How to trade software for small money?

Published 2024-03-21

Suppose that all your expertise is in making software for use by other programmers, and you want to run a small business. How do you make money?

The weird thing about being a system engineer is that it's quite easy to make something that is valuable and widely used. But quite a lot harder to get paid for it. It's easy to wake up as this brick:

Part of this is because the competition is often completely free software produced by highly paid teams at some of the most profitable companies ever to exist. And part of this is because we've somehow ended up a with a community norm that it is mildly immoral to charge money for software.

But I think part of it is also that pricing models for systems software are tricky. If you're selling software to the person that is going to run it then you can charge by seat. But if you're selling a library that your customer is going to ship as part of larger service, how much do you charge them?

The niches where I see small businesses directly charging money for software are ones where the pricing model is tractable. Tools for individual developers can charge by seat (eg intellij, sublime, wallaby, gitkraken). Libraries that will be part of some software that costs money can charge per install (eg game engines, and many libraries in game engine app stores).

But webapps often don't really have a notion similar to seats or installs. And there is a much larger range of business models, leading to wildly different incomes per user depending on the webapp.

Wrapping libraries in a SaaS is kind of a pricing hack - allowing you to charge for usage. But running a service requires a whole new set of skills, and only works for certain kinds of software. And it requires doing a lot more than the original library itself. Eg duckdb is an incredibly popular library, but to make a SaaS from it the authors had to use it as a funnel into a separate cloud database, which I imagine was a substantial amount of extra engineering. And as a small or solo business, having on-call rotations is a big additional cost.

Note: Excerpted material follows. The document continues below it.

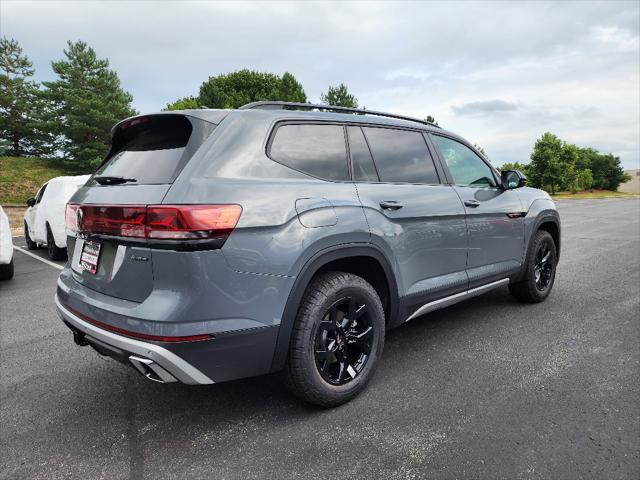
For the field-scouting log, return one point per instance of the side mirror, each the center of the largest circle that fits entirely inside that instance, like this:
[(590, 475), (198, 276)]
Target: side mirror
[(513, 179)]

In theory for server-side software you can just charge for a license per server. I don't know of many small businesses succeeding this way, other than sidekiq's wild success. But maybe they're out there and I just don't see them.

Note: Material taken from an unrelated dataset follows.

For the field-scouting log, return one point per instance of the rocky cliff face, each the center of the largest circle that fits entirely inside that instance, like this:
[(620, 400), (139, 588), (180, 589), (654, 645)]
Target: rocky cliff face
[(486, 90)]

Dual-licensing (eg qt) also seems rare. And I often see news stories about companies violating the gpl with seemingly no consequences (eg wix). It seems mechanically easier to sell extra proprietary features on top of an open-source core, rather than try to dual-license the whole thing.

Support and consulting are definitely viable (eg sqlite). There's a tradeoff between how much time you spend doing individual support vs making the software itself. I hear mixed accounts - some people have many support contracts that hardly ever get called in, and are effectively just sponsorships. Other people seem run off their feet. I've also seen some strategies for reducing the cost of support eg offering prioritized tickets rather than email support with an sla, offering access to shared weekly office hours rather than selling hours to each customer separately. Filippo's retainership is particularly interesting - it seems a large part of the value offered is reciprocal access, ensuring that the sponsors problems make it into the feedback loop to the maintainer.

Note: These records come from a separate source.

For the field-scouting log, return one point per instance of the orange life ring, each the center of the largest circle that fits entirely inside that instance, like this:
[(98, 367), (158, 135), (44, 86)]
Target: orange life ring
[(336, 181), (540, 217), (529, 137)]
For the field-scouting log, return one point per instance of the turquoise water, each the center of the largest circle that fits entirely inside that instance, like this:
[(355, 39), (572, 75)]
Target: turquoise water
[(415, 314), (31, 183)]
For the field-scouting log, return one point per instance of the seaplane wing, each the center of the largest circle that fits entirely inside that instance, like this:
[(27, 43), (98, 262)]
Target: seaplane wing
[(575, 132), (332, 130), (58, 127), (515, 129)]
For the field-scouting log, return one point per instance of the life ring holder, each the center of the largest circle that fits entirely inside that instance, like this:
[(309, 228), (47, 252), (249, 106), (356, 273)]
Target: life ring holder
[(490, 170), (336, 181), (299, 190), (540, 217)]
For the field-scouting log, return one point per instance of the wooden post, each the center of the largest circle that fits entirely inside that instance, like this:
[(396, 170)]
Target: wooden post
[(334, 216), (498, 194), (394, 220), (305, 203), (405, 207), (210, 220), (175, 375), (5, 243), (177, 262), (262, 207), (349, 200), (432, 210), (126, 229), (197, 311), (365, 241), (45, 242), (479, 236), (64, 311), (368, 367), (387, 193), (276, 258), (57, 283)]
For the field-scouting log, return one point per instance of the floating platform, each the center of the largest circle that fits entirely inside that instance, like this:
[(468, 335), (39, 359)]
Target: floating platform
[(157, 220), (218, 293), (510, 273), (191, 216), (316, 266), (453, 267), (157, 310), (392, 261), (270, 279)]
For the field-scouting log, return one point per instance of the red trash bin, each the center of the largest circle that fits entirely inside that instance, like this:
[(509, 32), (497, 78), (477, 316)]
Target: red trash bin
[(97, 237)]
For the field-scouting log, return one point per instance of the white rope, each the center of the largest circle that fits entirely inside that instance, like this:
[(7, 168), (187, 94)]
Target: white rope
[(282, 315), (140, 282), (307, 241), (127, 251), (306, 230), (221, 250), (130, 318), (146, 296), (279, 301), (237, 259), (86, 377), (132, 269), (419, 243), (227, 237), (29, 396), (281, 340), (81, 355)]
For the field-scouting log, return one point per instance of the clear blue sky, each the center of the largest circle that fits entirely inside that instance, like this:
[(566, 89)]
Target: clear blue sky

Sponsorship seems less common. I know a few projects that are able to pay salaries entirely from sponsorship (eg zig) but also plenty of excellent projects that barely make anything. Presentation and fundraising effort seem to matter a lot. I've heard that it's difficult for businesses to justify sponsorships in an audit, but that presenting the exact same transaction as a purchase of support is much more palatable - shading into the lightweight support strategies above. One model I haven't seen yet (that mirrors the reciprocal access above) would be to give sponsors access to the repo and limit everyone else to tagged releases.

I suspect that at least part of the prevalance of SaaS is that VCs believe that non-SaaS companies don't make money. Or at least enough money to provide a VC-sized exit. This maybe became a self-fulfilling prophecy: there are less non-SaaS companies around, expertise in non-SaaS business models becomes less available, corporate spending rules evolve to favor SaaS etc.